- Location: Northern Province
- Coordinates: 09°12′07″N 80°36′31″E﻿ / ﻿9.20194°N 80.60861°E
- Type: Artificial lake
- River sources: Per Aru
- Catchment area: 66 sq mi (171 km^{2})
- Managing agency: Department of Irrigation, Northern Provincial Council
- Water volume: 41,000 acre⋅ft (50,572,755 m^{3})

= Muthuiyankaddu Kulam =

Muthuiyankaddu Kulam (முத்துஐயன்கட்டு குளம் Muttu'aiyaṉkaṭṭu Kuḷam) is an irrigation tank in northern Sri Lanka, approximately 4 mi north west of Oddusuddan.

==History==
The tank on Per Aru was earlier knowns as Muthu Rayan Kaddu Kulam and Man Malai. Restoration of the tank, which had a catchment area of 66 sqmi, commenced in 1959.

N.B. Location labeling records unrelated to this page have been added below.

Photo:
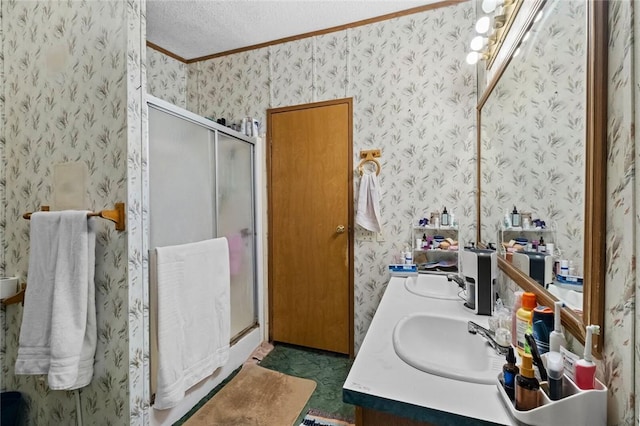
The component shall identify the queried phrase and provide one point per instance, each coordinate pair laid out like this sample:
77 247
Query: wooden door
310 223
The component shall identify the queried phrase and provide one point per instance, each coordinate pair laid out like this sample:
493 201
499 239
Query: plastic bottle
555 371
408 256
542 247
507 220
515 218
527 386
509 372
585 373
444 217
517 303
523 321
556 338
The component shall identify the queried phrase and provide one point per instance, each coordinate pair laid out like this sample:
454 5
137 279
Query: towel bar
16 298
369 155
116 215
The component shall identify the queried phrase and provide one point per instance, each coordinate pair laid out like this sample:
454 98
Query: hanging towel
368 214
58 331
193 316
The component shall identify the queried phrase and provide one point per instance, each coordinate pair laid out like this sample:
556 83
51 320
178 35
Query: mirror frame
595 175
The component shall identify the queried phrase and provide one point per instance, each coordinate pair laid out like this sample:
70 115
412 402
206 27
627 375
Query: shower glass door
235 221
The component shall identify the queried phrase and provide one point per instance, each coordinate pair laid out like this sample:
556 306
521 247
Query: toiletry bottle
507 220
517 304
585 374
408 256
556 338
523 321
515 218
542 325
555 371
527 386
444 217
542 247
509 372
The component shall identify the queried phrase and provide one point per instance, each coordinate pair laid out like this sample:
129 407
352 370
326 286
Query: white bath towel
58 331
193 316
368 214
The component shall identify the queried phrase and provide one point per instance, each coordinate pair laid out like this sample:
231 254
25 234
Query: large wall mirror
542 150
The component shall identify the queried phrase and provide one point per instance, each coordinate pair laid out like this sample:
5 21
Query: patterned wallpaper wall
414 97
533 127
65 95
167 77
621 363
620 356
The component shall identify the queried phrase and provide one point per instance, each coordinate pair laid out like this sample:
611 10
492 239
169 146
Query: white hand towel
58 332
368 214
193 316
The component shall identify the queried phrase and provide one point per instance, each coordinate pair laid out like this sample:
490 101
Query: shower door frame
215 129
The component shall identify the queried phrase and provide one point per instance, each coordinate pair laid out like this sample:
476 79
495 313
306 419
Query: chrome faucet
474 328
457 279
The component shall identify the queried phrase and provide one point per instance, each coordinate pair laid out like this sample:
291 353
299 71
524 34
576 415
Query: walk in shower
202 186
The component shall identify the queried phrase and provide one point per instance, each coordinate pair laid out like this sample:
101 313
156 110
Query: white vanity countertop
379 378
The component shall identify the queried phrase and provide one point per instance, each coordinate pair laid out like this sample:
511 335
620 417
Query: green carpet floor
327 369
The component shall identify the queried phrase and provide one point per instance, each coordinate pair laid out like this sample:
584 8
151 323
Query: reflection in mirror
533 152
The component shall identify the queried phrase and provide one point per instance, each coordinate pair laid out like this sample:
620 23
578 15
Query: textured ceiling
193 29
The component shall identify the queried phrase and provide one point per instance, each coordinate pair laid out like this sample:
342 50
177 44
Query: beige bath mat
256 396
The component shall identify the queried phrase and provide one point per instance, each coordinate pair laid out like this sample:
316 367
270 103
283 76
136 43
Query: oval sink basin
433 286
443 346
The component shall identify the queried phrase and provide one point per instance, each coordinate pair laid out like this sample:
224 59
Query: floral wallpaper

By the late 1960s the tank's bund was 5850 ft long and 27 ft high whilst the tank's storage capacity was 41000 acre.ft and its water spread area was 3100 acre. There was a 500 ft spill on the right bank. The left and right bank sluices were each 3 ft 3 in by 4 ft 6 in. By 2014 the tank was capable of irrigating 6100 acre.